Por Antonio Díaz Oliva, desde Nueva York Agosto 14, 2014

Hace varias semanas que en el IFC sólo hay una película en cartelera. Ahí, en la fachada del cine neoyorquino ubicado en la Sexta Avenida, se promociona Boyhood como si fuera El ciudadano Kane de nuestros tiempos. La última película de Richard Linklater no sólo ha obtenido buenas reseñas y la bendición de la crítica (cien por ciento en Rotten Tomatoes, algo que pocos consiguen), sino que ha funcionado en el boca a boca. La gente la comenta, se escriben artículos y todos dicen sentirse un poco reflejados en el protagonista, Mason, ese niño que pasa a la adolescencia frente a nuestros ojos en poco menos de tres horas.

Nada de raro: Linklater lleva un tiempo filmando y desmantelando la realidad a su manera. Era inevitable que algo como Boyhood sucediera y así consagrara una filmografía dispareja, difícil de categorizar y siempre  inquieta. Porque de alguna manera esta película viene a cerrar una etapa. Esa que inició con Slacker, la cinta de 1991 en la que, durante un día, le seguíamos la pista a un grupo de jóvenes medio grunge en Austin, Texas. Slacker no sólo fundó el cine independiente, sino también dejó claro que la mejor manera de filmar la vida era observándola y manipulándola lo menos posible.

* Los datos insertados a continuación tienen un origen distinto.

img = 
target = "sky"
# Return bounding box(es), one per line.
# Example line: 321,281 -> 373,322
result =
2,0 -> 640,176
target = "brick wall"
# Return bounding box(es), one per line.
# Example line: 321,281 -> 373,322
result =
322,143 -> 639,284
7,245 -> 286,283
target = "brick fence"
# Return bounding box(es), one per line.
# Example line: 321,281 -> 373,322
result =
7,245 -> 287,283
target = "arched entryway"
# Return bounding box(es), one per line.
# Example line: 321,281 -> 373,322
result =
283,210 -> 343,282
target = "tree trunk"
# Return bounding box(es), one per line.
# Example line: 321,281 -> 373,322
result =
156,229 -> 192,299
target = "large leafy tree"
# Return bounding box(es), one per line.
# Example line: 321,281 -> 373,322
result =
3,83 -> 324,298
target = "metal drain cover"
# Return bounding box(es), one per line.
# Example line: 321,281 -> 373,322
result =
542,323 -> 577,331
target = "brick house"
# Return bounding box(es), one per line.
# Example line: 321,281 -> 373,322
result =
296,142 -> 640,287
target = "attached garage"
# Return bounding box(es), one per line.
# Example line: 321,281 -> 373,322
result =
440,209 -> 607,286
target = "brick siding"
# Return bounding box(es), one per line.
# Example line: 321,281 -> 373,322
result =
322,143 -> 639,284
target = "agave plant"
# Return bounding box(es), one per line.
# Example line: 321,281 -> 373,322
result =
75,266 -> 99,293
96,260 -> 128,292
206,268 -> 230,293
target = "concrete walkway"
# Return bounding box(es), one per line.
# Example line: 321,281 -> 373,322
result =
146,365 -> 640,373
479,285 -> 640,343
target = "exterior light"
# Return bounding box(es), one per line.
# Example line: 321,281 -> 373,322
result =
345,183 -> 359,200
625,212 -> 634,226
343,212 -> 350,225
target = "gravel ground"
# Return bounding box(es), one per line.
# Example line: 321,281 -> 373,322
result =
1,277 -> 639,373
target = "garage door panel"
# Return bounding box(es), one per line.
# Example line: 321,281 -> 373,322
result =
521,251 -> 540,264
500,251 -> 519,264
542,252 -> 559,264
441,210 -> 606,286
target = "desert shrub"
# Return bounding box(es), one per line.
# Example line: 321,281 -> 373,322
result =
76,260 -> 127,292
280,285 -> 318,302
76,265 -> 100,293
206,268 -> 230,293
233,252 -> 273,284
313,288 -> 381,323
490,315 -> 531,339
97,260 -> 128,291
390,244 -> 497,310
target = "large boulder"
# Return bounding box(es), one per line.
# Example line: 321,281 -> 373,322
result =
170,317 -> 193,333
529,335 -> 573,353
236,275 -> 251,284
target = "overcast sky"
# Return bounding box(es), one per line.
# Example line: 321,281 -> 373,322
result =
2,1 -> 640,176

Y ahora Boyhood, tal vez el proyecto más importante de Linklater, rescata ese espíritu.

En Boyhood seguimos a Mason (interpretado por Ellar Coltrane) a través de una serie de eventos que podríamos catalogar como crecer, adolecer y finalmente irse de la casa de su madre para empezar la universidad. Además conocemos a su padre (Ethan Hawke, un frecuente de los proyectos de Linklater), a su madre (la insuperable Patricia Arquette) y a su hermana (Lorelei Linklater). La película despliega pequeñas trampas nostálgicas que nos sitúan temporalmente: la primera canción que suena es “Yellow” de Coldplay y la última “Deep Blue” de Arcade Fire, además de referencias pop como la fiebre Harry Potter y los bailes pélvicos de Britney Spears.

Dice Linklater que la intención tras Boyhood era “filmar un momento”. Y que ese “momento” le llevó 12 años; cada verano se juntaba con los actores, improvisaban las nuevas escenas e iban dándole forma a una película que, como todas las vidas, está hecha de pequeños fragmentos que juntos dan la sensación de un todo. 

Como cada proyecto de Linklater, en éste hay algo de eso -de esos momentos fugaces-, pero también otras cosas. Boyhood es un homenaje a Texas, pero la Texas menos conservadora y más artística (Austin le debe tanto a Linklater como Nueva York a Woody Allen); Boyhood es una tentativa sobre la paternidad y la maternidad; y Boyhood es un espejo. Uno entra al cine, en la pantalla ve a un niño que va creciendo, y es inevitable advertir el reflejo de uno mismo. O de un hermano, hermana o nuestra familia. Y con eso, sentirle el peso a ese ciclo que llamamos vida.